# What DC power supply should I get?



## theinteresthunter (Jan 30, 2016)

I'm automatically controlling my point-to-point train with an Arduino that I've programmed. I need a 12v DC power supply to run the train.

Can anyone recommend a 12v power supply? The amps are my main concern, I think. 

My locomotive O gauge Williams diesel locomotive SD45-201. The details of that engine say it has a 6-amp reverse board. Thus, do I need to get a 12v power supply that can do 6A? 

I'm not knowledgeable on wattage and amps... and that's why I'm looking for your help. Thanks!


----------



## wvgca (Jan 21, 2013)

I you are looking for a 12V supply, I assume that you are powering the Arduino and shield both off that supply... 
The current rating of the supply is dependant on the current rating of the motor shield.. 
do you know what the shield is rated for??


----------



## theinteresthunter (Jan 30, 2016)

I think the shield's current rating is 2000mA.

Here are the specs for the motor shield (MotoMama v2.0):
https://www.itead.cc/wiki/MotoMama

I was planning on powering the Arduino and shield separately. Not because of any reason other than I thought that's what needed to be done. Case in point: I bought a 9v power supply for the Arduino and am now shopping/inquiring about a 12v power supply for the shield. If the right thing to do is to power them both from one supply, then I'll do that. I just thought they needed to have separate power sources. I can solder and such. My creativity is high, but my electrical theory is lacking.

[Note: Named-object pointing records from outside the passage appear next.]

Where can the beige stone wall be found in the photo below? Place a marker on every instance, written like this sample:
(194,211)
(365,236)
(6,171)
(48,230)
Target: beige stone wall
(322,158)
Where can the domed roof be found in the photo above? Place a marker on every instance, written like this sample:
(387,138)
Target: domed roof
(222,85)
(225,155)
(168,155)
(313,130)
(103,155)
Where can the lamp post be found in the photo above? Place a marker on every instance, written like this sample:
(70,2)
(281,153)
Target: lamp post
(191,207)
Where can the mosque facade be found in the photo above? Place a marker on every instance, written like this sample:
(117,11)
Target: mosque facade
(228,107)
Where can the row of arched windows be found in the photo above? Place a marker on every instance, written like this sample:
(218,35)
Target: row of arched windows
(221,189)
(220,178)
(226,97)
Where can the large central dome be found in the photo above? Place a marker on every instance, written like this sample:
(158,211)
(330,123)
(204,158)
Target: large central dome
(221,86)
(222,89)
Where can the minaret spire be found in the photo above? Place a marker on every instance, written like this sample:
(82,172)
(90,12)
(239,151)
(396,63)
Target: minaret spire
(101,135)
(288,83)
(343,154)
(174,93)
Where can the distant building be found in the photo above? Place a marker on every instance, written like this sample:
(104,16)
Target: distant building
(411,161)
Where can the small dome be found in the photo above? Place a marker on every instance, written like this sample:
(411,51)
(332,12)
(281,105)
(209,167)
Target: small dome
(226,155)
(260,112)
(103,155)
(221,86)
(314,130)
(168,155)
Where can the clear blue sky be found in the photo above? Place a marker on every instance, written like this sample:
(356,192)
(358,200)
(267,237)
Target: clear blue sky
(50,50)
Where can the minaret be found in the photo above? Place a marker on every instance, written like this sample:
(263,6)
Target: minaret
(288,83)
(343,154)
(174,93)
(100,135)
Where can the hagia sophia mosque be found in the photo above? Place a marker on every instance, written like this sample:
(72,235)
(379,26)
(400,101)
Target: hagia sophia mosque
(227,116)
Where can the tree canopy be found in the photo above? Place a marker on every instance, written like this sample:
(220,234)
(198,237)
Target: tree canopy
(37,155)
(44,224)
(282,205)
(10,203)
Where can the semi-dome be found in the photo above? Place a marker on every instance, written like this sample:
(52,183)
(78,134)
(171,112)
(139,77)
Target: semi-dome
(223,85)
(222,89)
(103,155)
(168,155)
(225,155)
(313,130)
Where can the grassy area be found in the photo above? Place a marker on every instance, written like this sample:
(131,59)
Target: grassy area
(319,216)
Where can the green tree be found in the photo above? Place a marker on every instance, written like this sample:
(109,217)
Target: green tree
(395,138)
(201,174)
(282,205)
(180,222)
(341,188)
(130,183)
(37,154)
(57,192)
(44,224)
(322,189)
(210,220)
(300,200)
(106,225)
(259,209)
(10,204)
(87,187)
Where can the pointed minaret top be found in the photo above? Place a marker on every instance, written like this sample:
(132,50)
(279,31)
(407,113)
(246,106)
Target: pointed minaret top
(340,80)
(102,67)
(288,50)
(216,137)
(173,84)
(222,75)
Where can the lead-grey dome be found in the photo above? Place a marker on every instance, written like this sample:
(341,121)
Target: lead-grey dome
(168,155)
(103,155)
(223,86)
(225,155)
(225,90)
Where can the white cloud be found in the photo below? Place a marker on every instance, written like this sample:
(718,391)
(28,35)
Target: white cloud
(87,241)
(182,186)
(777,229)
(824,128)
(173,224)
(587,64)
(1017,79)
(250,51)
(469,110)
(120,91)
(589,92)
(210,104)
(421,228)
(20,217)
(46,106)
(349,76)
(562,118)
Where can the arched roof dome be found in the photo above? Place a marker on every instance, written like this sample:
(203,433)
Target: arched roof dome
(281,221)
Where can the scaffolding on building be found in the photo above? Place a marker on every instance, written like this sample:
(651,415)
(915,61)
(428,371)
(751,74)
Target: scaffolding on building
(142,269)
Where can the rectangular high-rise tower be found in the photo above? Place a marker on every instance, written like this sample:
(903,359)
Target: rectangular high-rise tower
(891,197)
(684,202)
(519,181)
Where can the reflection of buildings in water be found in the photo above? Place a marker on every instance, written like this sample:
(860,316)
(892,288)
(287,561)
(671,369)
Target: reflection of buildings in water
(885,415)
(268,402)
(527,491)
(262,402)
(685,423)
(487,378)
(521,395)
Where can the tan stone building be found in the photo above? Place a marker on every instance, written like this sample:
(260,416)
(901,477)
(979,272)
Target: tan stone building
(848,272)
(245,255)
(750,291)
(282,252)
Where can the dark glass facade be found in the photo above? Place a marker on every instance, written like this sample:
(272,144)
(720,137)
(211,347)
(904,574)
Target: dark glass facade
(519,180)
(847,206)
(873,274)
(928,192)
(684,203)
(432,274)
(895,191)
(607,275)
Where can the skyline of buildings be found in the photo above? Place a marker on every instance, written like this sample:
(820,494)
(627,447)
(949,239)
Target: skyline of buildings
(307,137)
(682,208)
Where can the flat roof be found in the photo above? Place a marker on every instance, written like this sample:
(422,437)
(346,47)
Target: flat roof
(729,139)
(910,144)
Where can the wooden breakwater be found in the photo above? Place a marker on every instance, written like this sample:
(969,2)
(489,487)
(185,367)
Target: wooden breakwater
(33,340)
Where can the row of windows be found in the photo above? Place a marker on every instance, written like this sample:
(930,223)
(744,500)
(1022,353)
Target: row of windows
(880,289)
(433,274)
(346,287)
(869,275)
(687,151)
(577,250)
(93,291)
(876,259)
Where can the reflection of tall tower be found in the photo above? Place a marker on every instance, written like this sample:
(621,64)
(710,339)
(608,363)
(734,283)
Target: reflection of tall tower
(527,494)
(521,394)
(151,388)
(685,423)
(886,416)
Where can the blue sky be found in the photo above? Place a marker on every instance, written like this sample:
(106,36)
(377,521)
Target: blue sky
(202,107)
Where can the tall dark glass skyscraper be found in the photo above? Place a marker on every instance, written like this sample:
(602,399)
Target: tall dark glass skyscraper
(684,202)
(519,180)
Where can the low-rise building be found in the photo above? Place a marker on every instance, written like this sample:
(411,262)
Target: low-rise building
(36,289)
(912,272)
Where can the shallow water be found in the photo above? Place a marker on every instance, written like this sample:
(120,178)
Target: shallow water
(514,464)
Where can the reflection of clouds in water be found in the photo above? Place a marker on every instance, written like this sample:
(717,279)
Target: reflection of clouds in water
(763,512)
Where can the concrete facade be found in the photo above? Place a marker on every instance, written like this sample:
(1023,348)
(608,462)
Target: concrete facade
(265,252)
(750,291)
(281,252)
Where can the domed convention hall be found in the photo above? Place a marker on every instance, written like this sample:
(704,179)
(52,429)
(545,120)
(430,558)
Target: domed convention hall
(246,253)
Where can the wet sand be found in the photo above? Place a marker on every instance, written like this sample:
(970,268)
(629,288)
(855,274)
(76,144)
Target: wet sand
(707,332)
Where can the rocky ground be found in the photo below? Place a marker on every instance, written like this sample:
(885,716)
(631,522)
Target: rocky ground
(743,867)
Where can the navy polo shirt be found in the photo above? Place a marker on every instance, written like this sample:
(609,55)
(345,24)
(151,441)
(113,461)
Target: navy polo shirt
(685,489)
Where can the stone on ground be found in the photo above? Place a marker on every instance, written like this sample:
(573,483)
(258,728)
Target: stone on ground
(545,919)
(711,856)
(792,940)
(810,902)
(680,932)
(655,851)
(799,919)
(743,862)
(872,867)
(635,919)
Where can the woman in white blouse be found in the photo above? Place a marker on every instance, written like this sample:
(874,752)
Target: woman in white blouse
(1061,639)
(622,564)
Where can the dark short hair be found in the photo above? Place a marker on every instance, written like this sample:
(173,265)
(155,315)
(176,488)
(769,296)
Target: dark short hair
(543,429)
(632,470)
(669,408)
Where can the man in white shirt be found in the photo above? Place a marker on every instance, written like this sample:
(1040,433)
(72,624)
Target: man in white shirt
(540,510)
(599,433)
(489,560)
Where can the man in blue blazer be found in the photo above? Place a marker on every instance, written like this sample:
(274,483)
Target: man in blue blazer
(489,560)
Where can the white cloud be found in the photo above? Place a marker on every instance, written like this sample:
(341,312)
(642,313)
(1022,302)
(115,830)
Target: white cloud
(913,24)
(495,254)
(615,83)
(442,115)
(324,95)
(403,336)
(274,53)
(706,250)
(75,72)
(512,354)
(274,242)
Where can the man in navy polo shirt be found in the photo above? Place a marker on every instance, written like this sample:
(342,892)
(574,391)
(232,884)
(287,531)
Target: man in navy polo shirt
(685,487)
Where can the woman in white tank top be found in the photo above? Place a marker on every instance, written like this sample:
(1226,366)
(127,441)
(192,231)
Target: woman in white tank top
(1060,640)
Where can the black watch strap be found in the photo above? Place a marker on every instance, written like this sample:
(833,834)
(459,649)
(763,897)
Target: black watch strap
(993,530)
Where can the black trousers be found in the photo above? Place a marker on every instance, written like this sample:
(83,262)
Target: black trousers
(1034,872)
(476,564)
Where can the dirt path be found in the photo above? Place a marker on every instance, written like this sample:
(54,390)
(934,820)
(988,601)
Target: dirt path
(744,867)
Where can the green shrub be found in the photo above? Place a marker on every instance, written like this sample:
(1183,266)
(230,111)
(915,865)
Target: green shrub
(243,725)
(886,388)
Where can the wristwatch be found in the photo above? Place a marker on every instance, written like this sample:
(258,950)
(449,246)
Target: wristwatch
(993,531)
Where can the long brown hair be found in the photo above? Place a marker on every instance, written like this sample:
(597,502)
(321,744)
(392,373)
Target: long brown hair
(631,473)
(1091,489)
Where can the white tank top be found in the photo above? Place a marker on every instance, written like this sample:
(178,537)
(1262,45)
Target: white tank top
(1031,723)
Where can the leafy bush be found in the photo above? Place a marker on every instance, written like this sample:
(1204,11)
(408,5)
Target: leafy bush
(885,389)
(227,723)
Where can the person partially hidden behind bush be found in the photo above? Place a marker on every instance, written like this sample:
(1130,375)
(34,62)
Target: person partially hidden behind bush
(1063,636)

(I checked out your train layout pics. Nice intensive work.)


----------



## wvgca (Jan 21, 2013)

in general, the Arduino and shield can use the same power source for 12V or less, for over 12V to the shield, the Arduino should be powered by the USB port 
In the case of the shield that you refer to, it looks like it needs 5V [which can be passed from Arduino], and 7-15V as well ..
In any case the L298 is around 2A maximum output... so a 12V supply of 2A would be okay ..for both the Arduino and shield supply


----------



## theinteresthunter (Jan 30, 2016)

Cool. Thanks for the help. I'll get a 12v 2a power supply.

On another note:
Do you think the 6-amp reverse board on the locomotive itself is limited by motomama sheild? If the locomotive's 6-amp reverse board is pulling 6amps, but the shield only can do 2amps... is there any sort of issue there? Newbie to the theory.


----------



## wvgca (Jan 21, 2013)

that question I leave to the forum O scale experts, I know nothing about those ...


----------